As tabuinhas, ao estilo de uma moderna
biblioteca, eram colocadas de modo ordeiro em prateleiras. Na sua generalidade,
tratava-se sobretudo de textos comerciais e administrativos, económicos,
diplomáticos, religiosos, até mesmo epistolares, que nos introduzem na vida do
palácio.
«Em
1984, descobriram-se em Tell Brak, na Síria, duas tabuinhas de argila quase
retangulares, datando do quarto milénio antes da nossa era. Vi-as, um ano antes
da Guerra do Golfo, numa vitrina banal no Museu de Arqueologia de Bagdade. São
objetos simples, pouco impressionantes, ambos portadores de umas marcas discretas:
um buraquinho em cima e uma espécie de esboço de animal ao centro. Um desses
animais talvez seja uma cabra e, nesse caso, o outro será provavelmente uma
ovelha. O entalhe, dizem os arqueólogos, representa o número dez. Toda a nossa
história começa com estas duas modestas tabuinhas.»

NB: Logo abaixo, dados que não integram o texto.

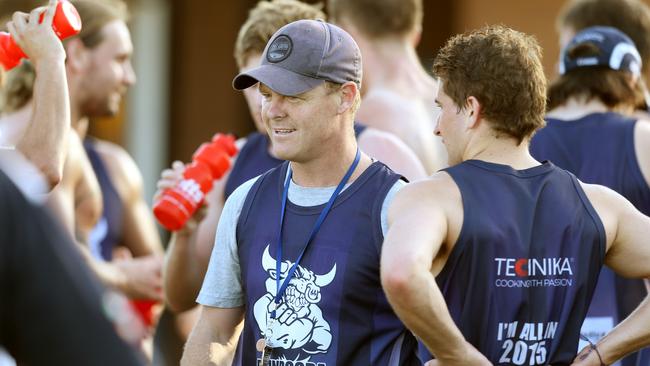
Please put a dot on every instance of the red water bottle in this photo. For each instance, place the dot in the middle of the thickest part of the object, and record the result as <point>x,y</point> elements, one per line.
<point>209,163</point>
<point>66,23</point>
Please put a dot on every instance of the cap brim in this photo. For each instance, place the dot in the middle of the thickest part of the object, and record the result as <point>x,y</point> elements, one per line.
<point>281,81</point>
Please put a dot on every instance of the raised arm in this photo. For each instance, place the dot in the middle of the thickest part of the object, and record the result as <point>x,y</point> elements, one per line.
<point>44,140</point>
<point>413,252</point>
<point>189,249</point>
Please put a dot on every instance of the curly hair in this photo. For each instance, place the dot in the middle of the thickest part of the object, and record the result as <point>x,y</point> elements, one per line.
<point>502,69</point>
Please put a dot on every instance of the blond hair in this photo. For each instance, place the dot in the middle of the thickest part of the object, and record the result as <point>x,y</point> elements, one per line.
<point>265,19</point>
<point>379,18</point>
<point>95,14</point>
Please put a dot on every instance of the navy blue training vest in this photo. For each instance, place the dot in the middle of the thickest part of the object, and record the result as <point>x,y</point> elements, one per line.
<point>337,311</point>
<point>108,231</point>
<point>599,148</point>
<point>254,159</point>
<point>522,273</point>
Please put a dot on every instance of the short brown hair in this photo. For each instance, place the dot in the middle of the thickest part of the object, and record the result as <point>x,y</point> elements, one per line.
<point>95,14</point>
<point>631,17</point>
<point>612,87</point>
<point>502,69</point>
<point>265,19</point>
<point>378,18</point>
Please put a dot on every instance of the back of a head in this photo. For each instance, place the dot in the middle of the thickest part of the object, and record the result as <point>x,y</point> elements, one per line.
<point>632,17</point>
<point>599,63</point>
<point>265,19</point>
<point>95,14</point>
<point>378,18</point>
<point>502,69</point>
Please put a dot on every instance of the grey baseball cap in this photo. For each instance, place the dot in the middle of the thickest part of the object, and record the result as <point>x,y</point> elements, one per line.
<point>302,55</point>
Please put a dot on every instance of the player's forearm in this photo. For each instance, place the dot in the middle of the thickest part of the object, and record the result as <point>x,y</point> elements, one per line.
<point>205,348</point>
<point>631,334</point>
<point>44,140</point>
<point>416,299</point>
<point>180,276</point>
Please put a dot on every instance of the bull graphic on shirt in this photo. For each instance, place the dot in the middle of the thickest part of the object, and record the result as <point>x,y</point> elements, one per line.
<point>299,324</point>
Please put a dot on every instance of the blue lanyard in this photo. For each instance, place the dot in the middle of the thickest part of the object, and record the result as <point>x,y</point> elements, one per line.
<point>282,288</point>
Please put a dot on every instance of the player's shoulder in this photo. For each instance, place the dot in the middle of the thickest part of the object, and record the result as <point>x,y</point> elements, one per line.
<point>438,190</point>
<point>121,167</point>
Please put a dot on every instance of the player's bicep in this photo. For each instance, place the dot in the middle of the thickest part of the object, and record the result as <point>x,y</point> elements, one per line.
<point>629,254</point>
<point>417,229</point>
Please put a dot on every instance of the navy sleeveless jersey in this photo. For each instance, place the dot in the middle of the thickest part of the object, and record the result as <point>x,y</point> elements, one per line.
<point>108,231</point>
<point>254,159</point>
<point>522,273</point>
<point>599,148</point>
<point>338,313</point>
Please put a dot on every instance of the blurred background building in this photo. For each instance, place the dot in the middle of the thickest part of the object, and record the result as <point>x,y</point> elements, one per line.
<point>184,63</point>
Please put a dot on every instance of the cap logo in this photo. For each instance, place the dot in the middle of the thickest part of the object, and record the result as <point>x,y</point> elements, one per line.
<point>279,49</point>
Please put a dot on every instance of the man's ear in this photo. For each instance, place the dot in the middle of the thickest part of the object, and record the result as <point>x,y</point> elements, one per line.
<point>473,108</point>
<point>77,55</point>
<point>416,36</point>
<point>347,93</point>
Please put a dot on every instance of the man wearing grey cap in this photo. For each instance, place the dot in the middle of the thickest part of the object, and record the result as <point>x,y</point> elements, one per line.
<point>297,249</point>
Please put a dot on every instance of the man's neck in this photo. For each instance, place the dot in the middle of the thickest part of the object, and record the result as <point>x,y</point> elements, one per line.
<point>391,61</point>
<point>501,150</point>
<point>328,169</point>
<point>576,108</point>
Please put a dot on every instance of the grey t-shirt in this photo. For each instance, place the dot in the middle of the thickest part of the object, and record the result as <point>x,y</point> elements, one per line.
<point>222,285</point>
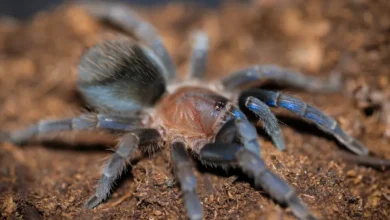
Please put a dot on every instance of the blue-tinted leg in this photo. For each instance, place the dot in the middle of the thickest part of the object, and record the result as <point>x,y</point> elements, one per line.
<point>121,15</point>
<point>187,180</point>
<point>262,111</point>
<point>83,122</point>
<point>252,164</point>
<point>280,76</point>
<point>312,114</point>
<point>199,55</point>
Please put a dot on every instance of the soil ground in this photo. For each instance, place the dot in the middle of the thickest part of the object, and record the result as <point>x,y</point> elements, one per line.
<point>38,61</point>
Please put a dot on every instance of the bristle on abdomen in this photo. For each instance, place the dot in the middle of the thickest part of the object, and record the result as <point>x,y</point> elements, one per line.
<point>119,75</point>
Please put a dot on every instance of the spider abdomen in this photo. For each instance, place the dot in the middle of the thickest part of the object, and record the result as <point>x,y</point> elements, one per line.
<point>118,75</point>
<point>193,111</point>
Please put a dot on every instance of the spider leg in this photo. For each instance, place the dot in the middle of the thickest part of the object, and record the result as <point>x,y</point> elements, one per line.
<point>113,168</point>
<point>199,55</point>
<point>83,122</point>
<point>312,114</point>
<point>281,76</point>
<point>187,180</point>
<point>252,164</point>
<point>270,123</point>
<point>121,15</point>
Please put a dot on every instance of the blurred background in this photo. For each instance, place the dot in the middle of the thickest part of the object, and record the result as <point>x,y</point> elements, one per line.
<point>25,8</point>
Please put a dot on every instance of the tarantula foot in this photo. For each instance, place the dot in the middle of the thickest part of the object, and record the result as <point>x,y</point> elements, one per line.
<point>335,81</point>
<point>13,138</point>
<point>93,202</point>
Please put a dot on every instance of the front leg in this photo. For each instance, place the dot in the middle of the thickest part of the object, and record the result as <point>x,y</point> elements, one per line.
<point>281,76</point>
<point>128,145</point>
<point>83,122</point>
<point>251,163</point>
<point>310,113</point>
<point>187,180</point>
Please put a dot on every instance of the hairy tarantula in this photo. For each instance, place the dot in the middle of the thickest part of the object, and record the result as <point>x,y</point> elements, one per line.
<point>133,88</point>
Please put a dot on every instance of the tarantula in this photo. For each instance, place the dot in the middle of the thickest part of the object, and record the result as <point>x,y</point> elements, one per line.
<point>133,89</point>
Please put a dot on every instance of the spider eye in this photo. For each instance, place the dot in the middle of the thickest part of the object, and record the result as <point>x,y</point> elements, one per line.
<point>219,105</point>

(Alberto Manguel, pág. 55)
A
Escrita Cuneiforme – uma inscrição para a posteridade
A escrita cuneiforme dos sumérios é adaptada às exigências da língua eblaíta, de origem semita. O sistema gráfico cuneiforme é constituído por símbolos em forma de cunho, marcados na argila por meio de uma cana com uma ponta em forma de cunha. Na sua origem os símbolos representavam, em forma de pictograma, os objetos. Mais tarde, os símbolos evoluíram e passaram a representar uma só consoante. Tratou-se, de facto, de uma grande revelação, pois, até então, pensava-se que no terceiro milénio apenas os sumérios utilizassem a escrita e não se imaginava que as cidades sírias pudessem ter adotado, por sua vez, esse tipo de escrita.
(Alberto
Manguel, pág. 234)
Ebla – uma biblioteca enciclopédica, 300 anos
antes de Alexandria
Embora já se tivesse conhecimento de inscrições
em escrita cuneiforme desde o século XVII, essas inscrições eram tidas como
indecifráveis e, por vezes, consideradas mesmo como simples ornamentos.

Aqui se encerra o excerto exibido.